Wednesday, August 3, 2011

Luckily Normal's Not The Goal Here

A soon to be first time mom once asked me if I had any advice for her. At the time I was 3 months into colic, my hair hadn't seen a brush in weeks, my post pregnancy diet consisted of coffee and reeses peanut butter cups, I was sleeping in 45 minute increments, had the pediatrician on speed dial, and for fun I liked to sit in the bathroom and have a good cry.
Obviously my first thought for her was “DON'T DO IT.”

This however would not have been of any help to her. The only slightly useful thing I could think of to say to her was “sleep while you still can.” While that is incredibly awesome advice, had someone said that to me while I was 8 months pregnant, 70 pounds into it, and desperate to meet the baby boy I was growing inside me I probably would've punched them in the face for the sheer stupidity of their “advice.”

Now that I've graduated from the first year of motherhood, feeling pretty cocky because my child is alive and well, I wonder what I would say now, if asked that same question. Probably not much because the biggest thing I've learned this year is that being a mom is 10% instinct and 90% winging it. However I know what I wished someone would've told me before I gave birth (actually there are a lot of things I wished people had told but I doubt I would've believed them) is this...don't take advice about something you don't want advice on. Moms love to dish it out when they think they've learned or come up with some brilliant parenting strategy. But I didn't ask you if you think my not breastfeeding my son was the reason he liked to cry a lot, I didn't ask you if you thought letting my child sleep in bed with me would cause him a serious drinking problem later in life, I didn't ask you if you thought I held my child too much or worried too much or was crippling my son's independence.

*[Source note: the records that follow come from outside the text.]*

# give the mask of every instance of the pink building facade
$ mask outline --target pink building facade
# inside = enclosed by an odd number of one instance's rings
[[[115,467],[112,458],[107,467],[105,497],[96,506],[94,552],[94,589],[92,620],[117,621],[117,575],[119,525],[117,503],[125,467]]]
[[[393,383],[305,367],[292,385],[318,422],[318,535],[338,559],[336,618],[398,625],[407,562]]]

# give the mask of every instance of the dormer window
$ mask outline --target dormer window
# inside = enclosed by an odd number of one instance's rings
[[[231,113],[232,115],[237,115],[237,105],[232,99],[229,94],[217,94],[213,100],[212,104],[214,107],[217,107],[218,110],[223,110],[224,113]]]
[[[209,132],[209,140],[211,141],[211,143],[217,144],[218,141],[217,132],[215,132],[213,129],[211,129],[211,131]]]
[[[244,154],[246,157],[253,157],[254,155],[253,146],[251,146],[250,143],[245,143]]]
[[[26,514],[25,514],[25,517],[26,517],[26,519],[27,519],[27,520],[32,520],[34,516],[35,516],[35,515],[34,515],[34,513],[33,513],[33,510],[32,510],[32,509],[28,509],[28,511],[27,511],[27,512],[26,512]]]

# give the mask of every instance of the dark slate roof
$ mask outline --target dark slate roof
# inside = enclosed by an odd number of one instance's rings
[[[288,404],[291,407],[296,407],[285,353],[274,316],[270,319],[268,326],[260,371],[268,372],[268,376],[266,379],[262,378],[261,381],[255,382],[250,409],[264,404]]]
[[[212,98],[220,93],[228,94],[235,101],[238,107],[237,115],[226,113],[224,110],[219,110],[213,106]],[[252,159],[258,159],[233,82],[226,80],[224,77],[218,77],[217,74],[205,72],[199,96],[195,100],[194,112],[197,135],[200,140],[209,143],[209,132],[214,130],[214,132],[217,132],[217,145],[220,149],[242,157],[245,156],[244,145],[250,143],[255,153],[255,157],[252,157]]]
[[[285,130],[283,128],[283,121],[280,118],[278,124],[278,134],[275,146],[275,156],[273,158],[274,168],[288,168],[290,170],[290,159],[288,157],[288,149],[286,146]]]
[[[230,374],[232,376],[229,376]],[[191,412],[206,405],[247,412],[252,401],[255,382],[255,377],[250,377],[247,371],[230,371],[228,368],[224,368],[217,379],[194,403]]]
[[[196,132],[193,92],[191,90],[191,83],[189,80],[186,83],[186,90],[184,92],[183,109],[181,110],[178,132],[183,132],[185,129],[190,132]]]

If something works for you, keeps you from losing what's left of your mind, then DO IT. If driving your child around at night to get him to sleep means you get some sleep then screw the repercussions and do it. Moms love to talk about “habits.” “Oh you know you're instilling bad habits in your child by doing that right?” Dear God, I'm too sleep deprived to worry about fucking bad habits. I'm 22 and have a bad habit of drinking my weight in coffee, do I blame my mother because she gave me a bottle in the middle of the night until I was 4? Well, yes...but I'm smart enough to figure out that it's not my parents fault that I like my crutches, they just realized that early on and went with it. Kudos Mom and Dad, kudos.

So there you have it, my insightful thought of the day is take a hint from Nike and just do it.